L'absence du mot "parité" dans l'amendement précédemment adopté a été à l'origine du clash du jour. Karima Souid, députée de la circonscription France Sud, ne maîtrisant pas l'arabe, a tenté de demander des explications à Mehrezia Labidi, vice-présidente de l'Assemblée. Elle a affirmé ne pas comprendre pourquoi le mot parité ne figurait pas dans l'amendement.

"Aujourd'hui, alors que je demandais simplement au rapporteur de m'expliquer un terme relatif à la disposition sur la parité, Meherzia Labidi vient s'interposer (...) en refusant de me donner la parole. Je me trouve contrainte de parler sans micro et de parler fort pour être audible. Elle me dénigre et m'agresse verbalement", a expliqué Karima Souid.


L'élue s'est basée sur l'article 77 du Règlement intérieur concernant la traduction des documents, pour accuser la présidente de la séance d'appliquer le règlement à la carte. Outrée de telles accusations, Mehrezia Labidi a invoqué ce même règlement pour annoncer que des mesures disciplinaires seront prises contre la députée dissidente.

Karima Souid a reçu par la suite le soutien de ses collègues, qui brandissaient des exemplaires du Règlement et défendaient le droit de l'élue à "comprendre". Dans son intervention, le député Mourad Amdouni a demandé à la vice-présidente de "s'appliquer ses mesures disciplinaires à elle-même". "Je ne les appliquerais à moi-même que si je le mérite", a rétorqué Mehrezia Labidi.

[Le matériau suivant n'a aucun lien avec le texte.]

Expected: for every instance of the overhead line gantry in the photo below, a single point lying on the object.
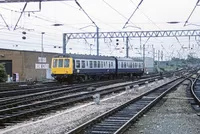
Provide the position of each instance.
(127, 35)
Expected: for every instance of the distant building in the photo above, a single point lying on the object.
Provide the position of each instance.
(22, 65)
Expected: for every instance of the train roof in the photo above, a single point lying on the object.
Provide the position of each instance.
(128, 59)
(82, 56)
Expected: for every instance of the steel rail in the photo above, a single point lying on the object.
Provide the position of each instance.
(195, 89)
(118, 119)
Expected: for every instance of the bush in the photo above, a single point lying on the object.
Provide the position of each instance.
(3, 75)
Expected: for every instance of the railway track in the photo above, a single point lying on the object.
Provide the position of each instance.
(20, 108)
(117, 120)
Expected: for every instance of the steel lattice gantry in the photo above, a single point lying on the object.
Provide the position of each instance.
(15, 1)
(127, 34)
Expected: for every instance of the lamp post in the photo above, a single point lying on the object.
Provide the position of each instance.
(42, 50)
(97, 37)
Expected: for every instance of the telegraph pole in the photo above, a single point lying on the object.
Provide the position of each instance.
(127, 54)
(97, 40)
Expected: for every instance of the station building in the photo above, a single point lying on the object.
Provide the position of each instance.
(22, 65)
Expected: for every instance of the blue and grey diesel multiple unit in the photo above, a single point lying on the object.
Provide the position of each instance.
(76, 67)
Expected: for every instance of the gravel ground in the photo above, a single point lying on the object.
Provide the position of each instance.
(172, 115)
(63, 121)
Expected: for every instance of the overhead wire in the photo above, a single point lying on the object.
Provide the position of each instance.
(119, 13)
(191, 12)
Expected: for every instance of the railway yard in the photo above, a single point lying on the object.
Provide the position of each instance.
(99, 67)
(122, 107)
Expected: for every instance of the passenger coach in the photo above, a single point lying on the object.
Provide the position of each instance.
(72, 67)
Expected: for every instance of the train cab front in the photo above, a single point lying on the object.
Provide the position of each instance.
(61, 68)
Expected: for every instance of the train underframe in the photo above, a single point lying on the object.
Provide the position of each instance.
(79, 78)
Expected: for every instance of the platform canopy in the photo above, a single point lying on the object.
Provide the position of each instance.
(15, 1)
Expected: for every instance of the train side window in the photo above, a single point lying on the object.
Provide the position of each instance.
(55, 63)
(130, 64)
(95, 64)
(98, 64)
(124, 64)
(82, 64)
(78, 64)
(101, 64)
(111, 64)
(60, 63)
(66, 62)
(87, 64)
(90, 64)
(136, 65)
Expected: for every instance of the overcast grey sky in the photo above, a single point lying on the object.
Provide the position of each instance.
(109, 15)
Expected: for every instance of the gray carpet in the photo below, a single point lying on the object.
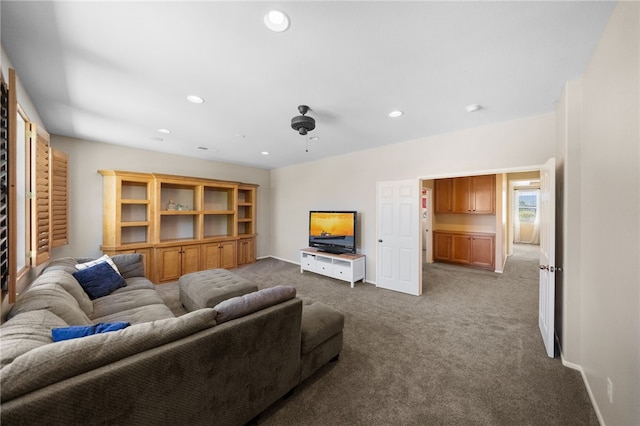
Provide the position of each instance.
(467, 352)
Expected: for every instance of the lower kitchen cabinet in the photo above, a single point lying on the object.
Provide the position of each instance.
(473, 249)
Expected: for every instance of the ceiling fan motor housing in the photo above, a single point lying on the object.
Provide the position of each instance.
(301, 123)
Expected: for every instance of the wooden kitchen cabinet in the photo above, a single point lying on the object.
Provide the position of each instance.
(465, 248)
(443, 192)
(441, 246)
(246, 251)
(466, 195)
(181, 224)
(219, 255)
(175, 261)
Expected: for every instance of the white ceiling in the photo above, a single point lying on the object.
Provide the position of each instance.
(117, 71)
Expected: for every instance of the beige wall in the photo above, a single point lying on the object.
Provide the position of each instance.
(520, 144)
(85, 211)
(599, 143)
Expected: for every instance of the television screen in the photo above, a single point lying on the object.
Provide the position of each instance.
(333, 232)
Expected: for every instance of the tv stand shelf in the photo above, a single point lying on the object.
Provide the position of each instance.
(345, 267)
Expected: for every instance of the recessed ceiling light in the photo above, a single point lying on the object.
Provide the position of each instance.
(195, 99)
(276, 21)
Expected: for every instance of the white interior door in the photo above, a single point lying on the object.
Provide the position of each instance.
(398, 226)
(547, 255)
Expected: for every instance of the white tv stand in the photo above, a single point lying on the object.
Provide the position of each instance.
(346, 267)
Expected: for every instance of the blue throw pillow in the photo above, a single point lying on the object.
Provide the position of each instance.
(99, 280)
(76, 331)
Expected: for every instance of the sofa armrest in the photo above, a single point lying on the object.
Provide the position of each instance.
(223, 375)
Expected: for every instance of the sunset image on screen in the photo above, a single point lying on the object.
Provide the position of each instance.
(331, 224)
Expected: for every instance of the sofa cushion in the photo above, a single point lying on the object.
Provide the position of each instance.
(25, 332)
(139, 315)
(237, 307)
(99, 280)
(64, 279)
(76, 331)
(51, 297)
(64, 263)
(124, 301)
(135, 283)
(89, 264)
(53, 363)
(130, 265)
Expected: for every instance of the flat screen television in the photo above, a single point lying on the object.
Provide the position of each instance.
(333, 232)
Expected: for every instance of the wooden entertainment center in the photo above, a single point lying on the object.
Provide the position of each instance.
(180, 224)
(345, 267)
(460, 200)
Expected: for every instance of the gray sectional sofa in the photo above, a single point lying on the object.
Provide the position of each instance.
(218, 365)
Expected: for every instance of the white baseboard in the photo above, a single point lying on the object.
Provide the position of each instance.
(579, 368)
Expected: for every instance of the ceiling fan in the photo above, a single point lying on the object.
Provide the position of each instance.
(303, 123)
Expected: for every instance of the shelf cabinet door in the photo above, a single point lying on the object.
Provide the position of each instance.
(169, 261)
(443, 195)
(219, 255)
(173, 262)
(461, 248)
(441, 246)
(190, 259)
(482, 251)
(461, 199)
(466, 195)
(246, 251)
(483, 192)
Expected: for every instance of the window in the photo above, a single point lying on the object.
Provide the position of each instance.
(527, 205)
(34, 197)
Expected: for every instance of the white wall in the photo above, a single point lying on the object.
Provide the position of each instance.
(348, 182)
(85, 211)
(602, 180)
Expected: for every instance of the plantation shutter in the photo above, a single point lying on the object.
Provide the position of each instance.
(40, 206)
(59, 198)
(4, 187)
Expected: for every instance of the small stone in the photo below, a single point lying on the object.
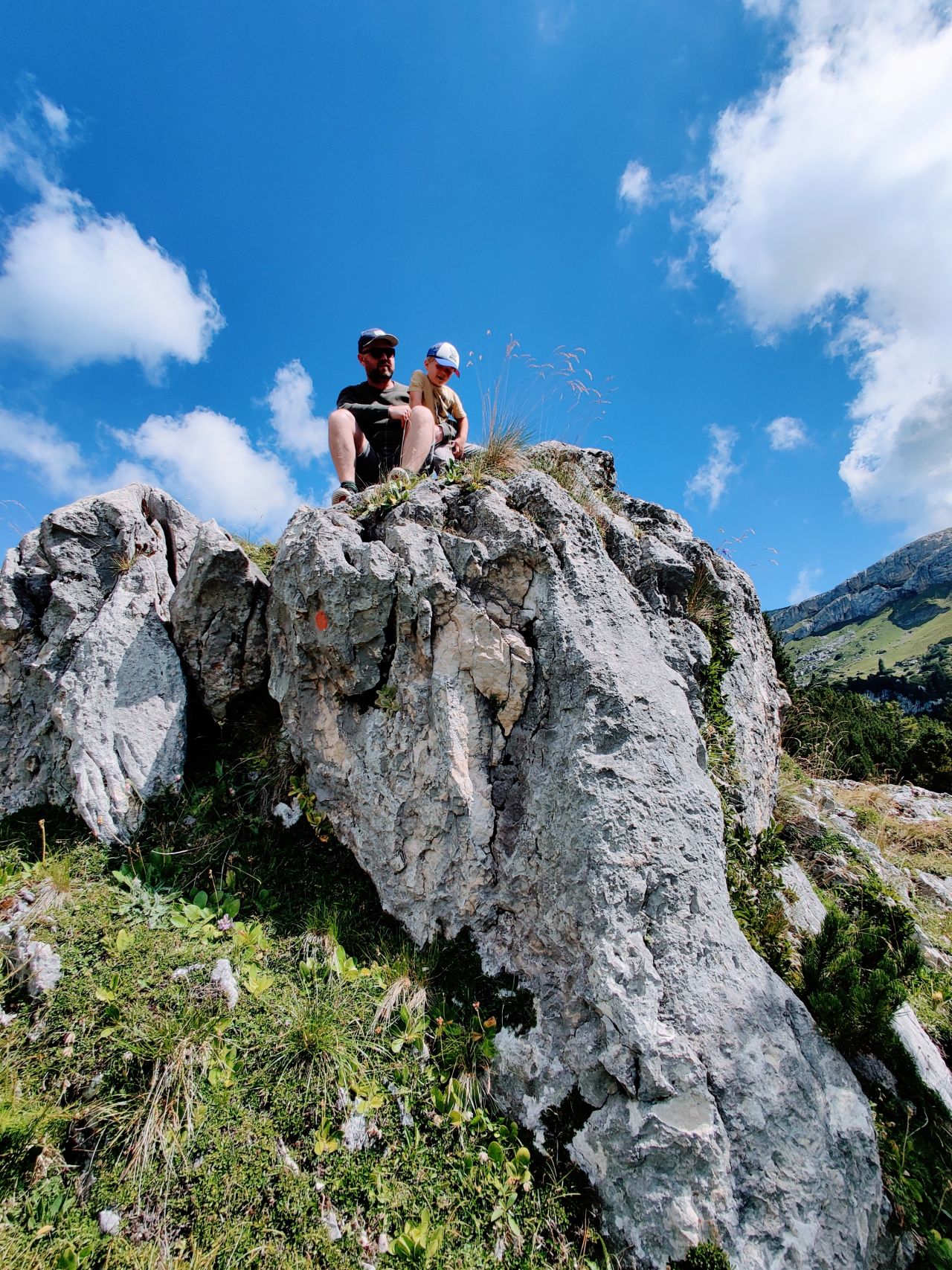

Les autres articles adoptés

L'Assemblée a également adopté, à une très large majorité, huit autres articles:
  • Le 22 "protège la dignité de la personne et son intégrité physique",

  • Le 23 protège la vie privée et les données personnelles,

  • Le 24 interdit de déchoir les citoyens tunisiens de leur nationalité ou de les exiler

  • Le 25 énonce le droit d'asile politique

  • Le 26 se rapporte à la présomption d'innocence et les droits des prévenus

  • Le 27 précise que la peine est personnelle

  • Le 28 délimite les conditions de détention

  • Le 29 garantit les droits des prisonniers


Retrouvez les articles du HuffPost Maghreb relatifs à la Constitution tunisienne sur cette page


"Fatigués" selon Mehrezia Labidi, les députés ne tiendront pas de séance nocturne et devraient théoriquement reprendre leurs travaux ce mardi, à 10h. L'ordre du jour aléatoire n'étant pas annoncé et rarement respecté, ils pourraient reprendre l'adoption des articles du chapitre Droits et Libertés ou élire les membres de l'Instance électorale (ISIE).